Her ruling also bluntly warned the state Department of Natural Resources (DNR), the main defendant, that there are flaws in its case so far.
The DNR asserts that not only is White Bear Lake unharmed by chronically low levels in recent years, but such fluctuations are normal and even beneficial to the lake’s vegetation and fish habitat.
But the judge wrote that the lake’s shrinkage has resulted in exposed lake bed hundreds of feet from the normal shoreline, created an environment ripe for noxious species like Eurasian milfoil. It has also made boating and fishing difficult.
“It has had an obviously deleterious effect not just upon habitat and recreation, but also upon the local businesses that depend on those activities,” Marrinan wrote.
She added that the plaintiffs in the case — chiefly homeowners along the lake — made a compelling case that the DNR failed to protect the lake in two ways: by not considering the cumulative effect of letting nearby communities draw water from the main aquifers that supply the lake, and by not moving faster to protect the lake and aquifers when it became clear as far back as 1998 that those drawdowns were causing major problems.
Marrinan noted that it was only after the lawsuit was filed in November 2012 that the DNR and the Metropolitan Council began developing a groundwater management plan, “despite having had for a long time the green light from the Legislature. It is undisputed that, as a result, water-use planning did not take place in the White Bear Lake area.”
The original lawsuit against the DNR was filed by the White Bear Lake Restoration Association. A second group, the White Bear Lake Homeowners’ Association, has since joined as a plaintiff.
And both the city of White Bear Lake and White Bear Township have signed on as co-defendants with the DNR, after leaders decided they had a stake in the outcome and wanted a chance to argue their case. Other lake communities also considered joining but in the end chose not to.

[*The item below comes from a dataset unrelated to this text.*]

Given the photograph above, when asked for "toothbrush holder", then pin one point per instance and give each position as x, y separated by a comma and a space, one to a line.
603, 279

White Bear Lake, one of the largest recreational lakes in the region, dropped 5 feet from 2003 to 2011 and lost an estimated one-fourth of its volume.
The lake’s water level, typically about 925 feet above sea level, plummeted to an all-time recorded low in January 2013 with a surface elevation of just under 919 feet.
This year’s heavy rains pushed levels higher before the water receded again.
The lawsuit is not seeking monetary damages but aims instead to compel the DNR and Met Council to take steps to get the lake back to its normal level and maintain it.
Katie Crosby Lehmann, one of the attorneys for the Restoration Association, said the group was encouraged by how Marrinan framed her ruling.
“It’s clear she views our case as being a very strong case,” Crosby Lehmann said.
The judge, she said, was not persuaded by the DNR’s arguments denying that the agency had violated state standards in how it went about issuing groundwater permits, or by its assertion that there were no prudent options to address water depletion problems.
“It really gives the homeowners some hope,” Crosby Lehmann said. “We want to help the lake and the aquifers in any way we can.”
She added that it’s clear the judge understands the harm caused by the lake level decline, despite the DNR’s arguments that fluctuations are normal and beneficial.
“That’s a breathtaking opinion, and the city of White Bear Lake has made similar arguments,” Crosby Lehmann said. “It’s ridiculous.”
But DNR spokesman Chris Niskanen said that many significant scientific and legal questions remain about the levels of White Bear Lake. The connection between groundwater and surface water in general, and for this lake in particular, is a matter of debate and will be addressed at the trial.
Along with the Met Council, Niskanen said, the DNR has made water management a top priority.
“We’ve said all along that some of these issues are better addressed by the Legislature,” he said. “That being said, we’ve defended our position ardently.”
Niskanen said that the underground nature of groundwater makes it hard to know what’s happening to it, and that the uncertain role of wet and dry weather conditions further complicates matters.
“In this case, it’s really a science issue,” he said. “What is really contributing to the lake’s decline?”